Na segunda-feira, o Goldman Sachs publicou um relatório sobre as tendências atuais em torno da adoção do Bitcoin (BTC) e do Ethereum (ETH). De acordo com o relatório, as análises on-chain para maio mostram um sentimento misto para a adoção das duas maiores criptomoedas por capitalização de mercado.
O Goldman Sachs é o segundo maior banco de investimento do mundo em receita e está classificado em 57º na lista Fortune 500 das maiores corporações dos Estados Unidos em receita total. O relatório também estudou o sentimento dos investidores em relação aos ativos entre os diferentes grupos.

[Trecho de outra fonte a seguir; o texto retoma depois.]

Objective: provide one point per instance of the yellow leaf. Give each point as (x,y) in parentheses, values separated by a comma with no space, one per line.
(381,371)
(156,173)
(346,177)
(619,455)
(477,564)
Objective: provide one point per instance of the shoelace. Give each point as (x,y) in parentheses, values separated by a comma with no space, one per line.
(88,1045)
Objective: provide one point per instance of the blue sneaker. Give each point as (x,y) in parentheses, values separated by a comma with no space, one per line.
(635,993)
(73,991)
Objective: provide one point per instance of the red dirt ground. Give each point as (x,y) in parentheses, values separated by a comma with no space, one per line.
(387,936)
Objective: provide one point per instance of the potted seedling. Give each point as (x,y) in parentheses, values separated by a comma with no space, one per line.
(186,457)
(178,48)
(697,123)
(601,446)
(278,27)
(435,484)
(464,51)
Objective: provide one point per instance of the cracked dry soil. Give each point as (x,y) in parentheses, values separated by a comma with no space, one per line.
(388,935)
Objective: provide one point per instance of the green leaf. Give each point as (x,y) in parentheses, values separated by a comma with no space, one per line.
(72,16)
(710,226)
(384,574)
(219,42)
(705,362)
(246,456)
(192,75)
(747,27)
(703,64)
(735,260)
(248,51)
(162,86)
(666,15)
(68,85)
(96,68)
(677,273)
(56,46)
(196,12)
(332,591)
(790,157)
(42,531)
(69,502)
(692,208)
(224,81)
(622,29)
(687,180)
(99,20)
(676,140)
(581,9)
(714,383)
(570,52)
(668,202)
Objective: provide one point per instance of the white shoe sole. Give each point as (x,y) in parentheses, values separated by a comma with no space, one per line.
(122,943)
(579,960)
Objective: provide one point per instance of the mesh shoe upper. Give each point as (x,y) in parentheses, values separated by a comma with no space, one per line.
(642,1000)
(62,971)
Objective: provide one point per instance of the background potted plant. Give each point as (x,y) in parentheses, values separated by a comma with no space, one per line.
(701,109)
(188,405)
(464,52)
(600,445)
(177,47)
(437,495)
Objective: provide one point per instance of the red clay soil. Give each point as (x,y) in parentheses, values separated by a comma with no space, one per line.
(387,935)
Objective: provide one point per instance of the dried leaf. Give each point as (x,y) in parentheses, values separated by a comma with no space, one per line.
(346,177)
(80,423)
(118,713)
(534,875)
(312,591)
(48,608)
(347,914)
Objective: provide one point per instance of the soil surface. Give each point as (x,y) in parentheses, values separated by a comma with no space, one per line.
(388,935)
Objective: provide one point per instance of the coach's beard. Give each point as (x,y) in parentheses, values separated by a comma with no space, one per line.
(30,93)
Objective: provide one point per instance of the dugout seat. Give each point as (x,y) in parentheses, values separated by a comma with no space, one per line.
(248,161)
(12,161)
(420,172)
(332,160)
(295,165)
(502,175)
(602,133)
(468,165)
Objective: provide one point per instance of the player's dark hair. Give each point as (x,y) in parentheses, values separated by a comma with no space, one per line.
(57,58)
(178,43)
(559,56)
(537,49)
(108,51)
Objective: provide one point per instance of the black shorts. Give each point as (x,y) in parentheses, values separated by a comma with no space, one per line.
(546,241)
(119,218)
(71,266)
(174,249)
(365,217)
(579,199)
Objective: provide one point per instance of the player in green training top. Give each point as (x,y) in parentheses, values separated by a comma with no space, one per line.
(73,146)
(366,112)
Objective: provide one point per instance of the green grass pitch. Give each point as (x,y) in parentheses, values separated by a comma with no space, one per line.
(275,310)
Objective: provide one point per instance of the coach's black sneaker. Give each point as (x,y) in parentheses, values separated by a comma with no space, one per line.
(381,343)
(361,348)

De acordo com o relatório, não houve grandes mudanças nos saldos de Ethereum entre os diferentes grupos de investidores. No entanto, endereços de Bitcoin com mais de 100.000 moedas estão testemunhando um declínio considerável. O relatório afirma que o Bitcoin vem apresentando uma queda mensal de cerca de 31%.
O banco também comentou sobre a tendência dos lucros realizados do Bitcoin, observada neste mês, quebrando recordes dos anos anteriores. O relatório observou a taxa de lucro de saída gasta (SOPR) do Bitcoin, que indica o grau de lucro realizado, para registrar as observações.
O relatório destacou que os valores do SOPR registraram diversas altas durante o mês, atingindo níveis não vistos desde dezembro de 2020, "sugerindo que houve uma considerável realização de lucros nos mercados à vista". Em finanças, a realização de lucros é a prática de vender um ativo, principalmente ações, quando o preço do ativo subiu.
Além disso, observou-se que a quantidade de Bitcoin mantida em corretoras sofreu uma queda acentuada de 12%, um nível que não era alcançado há anos. Notavelmente, os dados divulgados pelo Goldman Sachs estão alinhados com os números divulgados pelo Todayq News. No entanto, o relatório acrescentou que a tendência foi oposta no caso da oferta de Ethereum, que apresentou um ligeiro aumento.
Além disso, o banco afirmou que o congestionamento da rede nas blockchains Bitcoin e Ethereum também foi um foco importante em maio. O banco citou dados que revelaram que o congestionamento causou uma queda de 13,8% e 16,7% na atividade mensal de endereços de Bitcoin e Ethereum, respectivamente, já que a atividade dos usuários foi prejudicada por taxas de transação mais altas.
De acordo com o relatório, a taxa de hash média do Bitcoin continuou a ultrapassar seu recorde histórico (ATH) em maio, subindo 5,4% no mês, com as receitas dos mineradores aumentando 16,4%, acrescentou o relatório. A taxa de hash refere-se ao poder computacional total combinado que está sendo usado para minerar e processar transações em uma blockchain de prova de trabalho.
Notavelmente, a avaliação do banco sobre a realização de lucros também está em consonância com a implicação dos analistas de que os investidores compram quando os preços estão baixos e vendem quando estão altos. Com a queda do preço do Bitcoin de US$ 27.000 para US$ 25.000 na segunda-feira, os usuários do Twitter ecoaram a discussão sobre criptoativos, principalmente Bitcoin e Ethereum.
O Goldman Sachs demonstrou engajamento com o setor de criptomoedas e o setor de blockchain de diversas maneiras, incluindo a contratação de pessoal necessário e a criação de um guia sobre investimentos em criptomoedas para investidores interessados. Além disso, com a compra de uma opção não entregável (NDO) de Bitcoin OTC da Galaxy Digital, tornou-se o primeiro banco de grande porte a realizar uma transação de criptomoeda no mercado de balcão (OTC).